Schrecklich. Es regnete auf seinen blöden Grabstein und in das Gras über seinem Bauch. Überallhin. Sämtliche Friedhofsbesucher rannten wie wild zu ihren Autos. Das machte mich fast verrückt. Alle diese Besucher konnten sich in ihre Autos setzen und das Radio andrehen und dann in irgendeinem guten Restaurant essen - nur Allie nicht. Ich konnte das nicht ertragen. Ich weiß wohl, daß nur sein Körper auf dem Friedhof liegt und daß seine Seele im Himmel ist - und der ganze übrige Mist -, aber ich konnte es trotzdem nicht aushaken. Ich möchte einfach, daß er nicht dort wäre. Wenn ihn jemand gekannt hätte, müßte er verstehen, was ich meine.

Bei schönem Wetter ist es weniger schlimm, aber die Sonne scheint ja nur, wenn sie dazu aufgelegt ist.

Um mich von der Lungenentzündung und dem allem abzulenken, versuchte ich unter der elenden Straßenlaterne mein Geld zu zählen. Es waren nur noch drei einzelne Dollars und fünf Vierteldollars.

Junge, seit Pencey hatte ich ein Vermögen ausgegeben. Dann ging ich ans Ufer hinunter und warf das Kleingeld in den See, wo er nicht zugefroren war. Ich weiß nicht warum, aber jedenfalls warf ich es hinein. Wahrscheinlich dachte ich, es würde mich von der Lungenentzündung und vom Sterben ablenken. Das war aber nicht so.

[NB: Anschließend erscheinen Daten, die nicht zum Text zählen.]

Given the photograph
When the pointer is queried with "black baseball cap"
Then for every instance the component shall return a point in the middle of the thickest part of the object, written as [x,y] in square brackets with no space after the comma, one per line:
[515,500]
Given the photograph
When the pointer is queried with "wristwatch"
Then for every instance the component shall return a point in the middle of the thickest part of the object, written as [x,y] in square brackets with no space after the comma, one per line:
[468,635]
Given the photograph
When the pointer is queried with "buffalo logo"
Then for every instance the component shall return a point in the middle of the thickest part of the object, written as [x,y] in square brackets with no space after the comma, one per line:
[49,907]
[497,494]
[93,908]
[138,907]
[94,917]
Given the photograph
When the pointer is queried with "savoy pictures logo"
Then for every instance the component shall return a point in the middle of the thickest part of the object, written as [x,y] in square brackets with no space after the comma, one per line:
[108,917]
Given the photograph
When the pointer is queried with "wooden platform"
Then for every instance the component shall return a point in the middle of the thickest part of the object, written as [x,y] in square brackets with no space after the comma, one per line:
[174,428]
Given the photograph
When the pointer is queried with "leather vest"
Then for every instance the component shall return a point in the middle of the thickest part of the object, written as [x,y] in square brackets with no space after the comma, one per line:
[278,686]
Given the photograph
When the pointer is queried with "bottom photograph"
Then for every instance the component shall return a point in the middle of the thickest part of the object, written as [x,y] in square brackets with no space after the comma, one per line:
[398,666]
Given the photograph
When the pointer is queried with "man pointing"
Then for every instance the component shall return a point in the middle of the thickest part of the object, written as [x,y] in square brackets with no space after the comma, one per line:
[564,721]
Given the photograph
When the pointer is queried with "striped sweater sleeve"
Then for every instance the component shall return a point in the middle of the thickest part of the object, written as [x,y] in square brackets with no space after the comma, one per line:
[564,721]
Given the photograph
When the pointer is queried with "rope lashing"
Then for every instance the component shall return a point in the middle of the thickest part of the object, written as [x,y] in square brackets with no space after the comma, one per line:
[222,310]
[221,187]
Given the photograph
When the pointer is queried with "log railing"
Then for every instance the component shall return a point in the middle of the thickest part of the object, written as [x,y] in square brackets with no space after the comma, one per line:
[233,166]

Ich fing an, mir vorzustellen, wie Phoebe es wohl aufnähme, wenn ich Lungenentzündung bekommen und sterben würde. Kindische Gedanken, aber ich konnte nicht damit aufhören. Es würde ihr ziemlich elend, wenn es dazu käme, dachte ich. Sie hat mich sehr gern. Ich meine, sie hängt wirklich an mir. Ich kam einfach nicht davon los, und schließlich dachte ich, es wäre am besten, wenn ich mich nach Hause schleichen und sie besuchen würde - falls ich sterben müßte und so. Ich hatte den Hausschlüssel bei mir und dachte, ich könnte mich ganz leise in die Wohnung schleichen und eine Weile mit ihr schwätzen. Nur unsere Wohnungstür machte mir Kummer. Sie kreischt wahnsinnig.

Das ganze Haus ist schon ziemlich alt, und der Verwalter ist ein fauler Hund; alles kreischt und knarrt. Ich hatte Angst, daß meine Eltern mich hören könnten. Aber ich wollte es wenigstens versuchen.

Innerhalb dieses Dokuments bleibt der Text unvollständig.